ScanBot: Towards Intelligent Surface Scanning in Embodied Robotic Systems
Zhiling Chen, Yang Zhang, Fardin Jalil Piran, Qianyu Zhou, Jiong Tang, Farhad Imani
TL;DR
ScanBot addresses the gap where industrial laser scanning demands sub-millimeter trajectory stability and precise parameter control conditioned on natural language instructions. The authors build a first-in-kind instruction-conditioned, multimodal dataset featuring 12 objects, 6 task types, and synchronized RGB-D, laser profiles, and robot states, enabling end-to-end evaluation of perception, planning, and execution. Benchmarking GPT-4.1, OpenAI o3, Gemini 2.5 Pro, and Gemini 2.5 Flash reveals substantial limitations in parameter tuning, region grounding, and path planning for high-precision scanning, suggesting a need for tool-aware perception and closed-loop control. The work highlights practical implications for industrial inline inspection and sets a foundation for future multi-tool, adaptive scanning systems.
Abstract
We introduce ScanBot, a novel dataset designed for instruction-conditioned, high-precision surface scanning in robotic systems. In contrast to existing robot learning datasets that focus on coarse tasks such as grasping, navigation, or dialogue, ScanBot targets the high-precision demands of industrial laser scanning, where sub-millimeter path continuity and parameter stability are critical. The dataset covers laser scanning trajectories executed by a robot across 12 diverse objects and 6 task types, including full-surface scans, geometry-focused regions, spatially referenced parts, functionally relevant structures, defect inspection, and comparative analysis.
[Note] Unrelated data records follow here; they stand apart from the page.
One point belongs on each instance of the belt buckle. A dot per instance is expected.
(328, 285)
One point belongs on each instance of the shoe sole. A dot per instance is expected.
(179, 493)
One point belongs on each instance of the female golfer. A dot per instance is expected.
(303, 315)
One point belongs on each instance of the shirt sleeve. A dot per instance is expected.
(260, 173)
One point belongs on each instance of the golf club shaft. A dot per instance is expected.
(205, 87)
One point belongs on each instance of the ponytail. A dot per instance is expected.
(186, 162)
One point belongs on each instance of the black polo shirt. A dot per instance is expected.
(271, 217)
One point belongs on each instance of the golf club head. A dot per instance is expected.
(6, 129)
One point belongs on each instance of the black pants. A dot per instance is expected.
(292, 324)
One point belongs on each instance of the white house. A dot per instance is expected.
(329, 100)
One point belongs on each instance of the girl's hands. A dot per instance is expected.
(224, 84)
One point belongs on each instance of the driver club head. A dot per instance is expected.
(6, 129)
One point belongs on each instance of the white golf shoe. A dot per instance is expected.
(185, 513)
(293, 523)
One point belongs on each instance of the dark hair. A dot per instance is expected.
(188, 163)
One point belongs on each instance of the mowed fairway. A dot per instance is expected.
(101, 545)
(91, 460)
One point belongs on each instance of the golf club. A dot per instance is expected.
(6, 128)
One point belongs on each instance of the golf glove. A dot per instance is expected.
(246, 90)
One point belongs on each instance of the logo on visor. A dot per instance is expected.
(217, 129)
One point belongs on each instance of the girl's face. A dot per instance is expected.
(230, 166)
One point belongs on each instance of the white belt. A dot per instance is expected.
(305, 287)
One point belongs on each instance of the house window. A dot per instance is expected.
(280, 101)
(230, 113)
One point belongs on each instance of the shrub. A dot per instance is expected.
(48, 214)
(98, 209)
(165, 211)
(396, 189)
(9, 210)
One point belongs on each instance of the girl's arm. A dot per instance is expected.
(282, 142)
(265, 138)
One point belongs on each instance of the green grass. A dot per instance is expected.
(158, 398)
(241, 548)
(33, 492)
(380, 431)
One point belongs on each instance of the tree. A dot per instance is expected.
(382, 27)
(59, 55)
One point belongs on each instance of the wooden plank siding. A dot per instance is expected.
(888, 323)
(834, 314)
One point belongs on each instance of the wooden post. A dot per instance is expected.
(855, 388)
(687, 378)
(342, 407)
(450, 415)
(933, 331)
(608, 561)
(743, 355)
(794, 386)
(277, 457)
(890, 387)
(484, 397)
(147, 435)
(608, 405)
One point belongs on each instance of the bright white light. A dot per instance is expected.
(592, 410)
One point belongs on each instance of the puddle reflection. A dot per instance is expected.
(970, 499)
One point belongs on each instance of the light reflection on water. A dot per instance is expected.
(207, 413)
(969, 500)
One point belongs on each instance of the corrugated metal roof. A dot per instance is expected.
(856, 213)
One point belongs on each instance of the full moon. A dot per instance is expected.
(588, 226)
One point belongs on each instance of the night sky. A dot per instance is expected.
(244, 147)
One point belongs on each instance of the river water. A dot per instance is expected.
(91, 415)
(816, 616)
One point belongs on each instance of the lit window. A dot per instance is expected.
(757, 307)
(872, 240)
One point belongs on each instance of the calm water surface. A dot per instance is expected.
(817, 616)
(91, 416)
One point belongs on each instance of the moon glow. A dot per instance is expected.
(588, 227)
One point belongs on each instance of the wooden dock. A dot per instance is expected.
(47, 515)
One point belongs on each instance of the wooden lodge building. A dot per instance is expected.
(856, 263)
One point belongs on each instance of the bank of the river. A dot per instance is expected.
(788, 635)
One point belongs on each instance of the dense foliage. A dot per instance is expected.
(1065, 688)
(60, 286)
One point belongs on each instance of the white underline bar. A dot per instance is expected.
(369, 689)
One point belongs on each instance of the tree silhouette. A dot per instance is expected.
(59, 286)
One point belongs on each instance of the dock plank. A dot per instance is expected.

Each scan is guided by natural language instructions and paired with synchronized RGB, depth, and laser profiles, as well as robot pose and joint states. Despite recent progress, existing vision-language action (VLA) models still fail to generate stable scanning trajectories under fine-grained instructions and real-world precision demands. To investigate this limitation, we benchmark a range of multimodal large language models (MLLMs) across the full perception-planning-execution loop, revealing persistent challenges in instruction-following under realistic constraints.